As Big Wind described the low-flying DHS helicopter, a masked police officer approached us. Big Wind went on, “We see the police taking a more escalated response to the actions that have been happening here.”

“Can you describe that escalated response?” Aitkin County Sheriff Dan Guida cut in. “’Cause I’m the police, and I argue with you that we haven’t taken an escalated response. We’ve had a very even-keeled response.” Big Wind knew Guida well and was irritated by the interjection.

“A DHS helicopter flew over camp yesterday. You could tell it was intentional and it was to intimidate us and to surveil us.”

“I was literally talking about how there was a helicopter flying over,” Big Wind said, “a DHS helicopter — and you just interrupted my conversation.”

“We have no helicopters,” Guida replied. “We haven’t been in any helicopters. The stories you tell — they need to be true.” Big Wind retorted that the water protectors had video of the helicopter.
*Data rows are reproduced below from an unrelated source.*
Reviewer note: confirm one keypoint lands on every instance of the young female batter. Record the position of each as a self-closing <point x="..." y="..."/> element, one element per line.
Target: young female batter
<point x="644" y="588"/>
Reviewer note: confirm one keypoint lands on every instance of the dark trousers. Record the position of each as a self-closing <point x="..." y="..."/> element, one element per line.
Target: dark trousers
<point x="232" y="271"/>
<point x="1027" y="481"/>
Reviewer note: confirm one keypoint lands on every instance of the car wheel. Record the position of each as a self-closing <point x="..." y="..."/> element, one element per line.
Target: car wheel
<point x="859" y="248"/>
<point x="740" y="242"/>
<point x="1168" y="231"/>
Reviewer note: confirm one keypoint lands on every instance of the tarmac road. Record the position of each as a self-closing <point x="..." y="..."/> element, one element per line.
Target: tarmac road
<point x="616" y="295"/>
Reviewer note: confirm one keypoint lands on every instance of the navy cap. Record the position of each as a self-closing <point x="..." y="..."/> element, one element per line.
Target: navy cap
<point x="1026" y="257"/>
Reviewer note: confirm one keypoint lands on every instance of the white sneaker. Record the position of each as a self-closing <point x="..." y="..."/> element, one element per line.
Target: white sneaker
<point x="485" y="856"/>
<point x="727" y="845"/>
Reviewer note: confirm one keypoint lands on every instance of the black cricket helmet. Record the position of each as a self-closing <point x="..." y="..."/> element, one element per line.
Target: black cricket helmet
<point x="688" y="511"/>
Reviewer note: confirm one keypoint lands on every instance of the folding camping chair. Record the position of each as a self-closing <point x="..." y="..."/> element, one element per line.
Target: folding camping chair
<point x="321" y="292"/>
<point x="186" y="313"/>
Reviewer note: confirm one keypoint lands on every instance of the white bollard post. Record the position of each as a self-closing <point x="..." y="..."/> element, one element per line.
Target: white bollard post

“Thought you didn’t want to argue,” Guida snapped back. “Take a look at the badges around here and find me the Department of Homeland Security. There’s none here.” Guida was proud of his recent record: Despite an influx of activists as the winter cold eased, his deputies had avoided making any arrests the prior week. “I don’t call that an escalated response. I call it exceptional public safety,” he told Big Wind. “Don’t tell lies about cops.”

The sheriff and I stepped aside to talk further. I asked him about the special Enbridge-funded account that the Minnesota Public Utilities Commission had set up to reimburse law enforcement for pipeline-related expenses. For water protectors, the funding from Enbridge positions the police as biased toward the company — or at worst privatized operatives for Enbridge.

Guida assured me there was nothing wrong with the pipeline company’s payments to police. “Enbridge doesn’t pay for us,” he said. “It’s a reimbursement for expenses that are related to this line that we wouldn’t normally have.” Guida said the arrangement was better than taxpayers footing the bill, adding that a government-appointed account manager needed to approve every Enbridge payment. Guida said, “I don’t think that we have any connections with Enbridge — there’s a good separation.”

A few days later, Guida left me a voicemail to acknowledge a mistake: “I do have to apologize, because there was a helicopter that buzzed the camp,” he said. Big Wind had been right.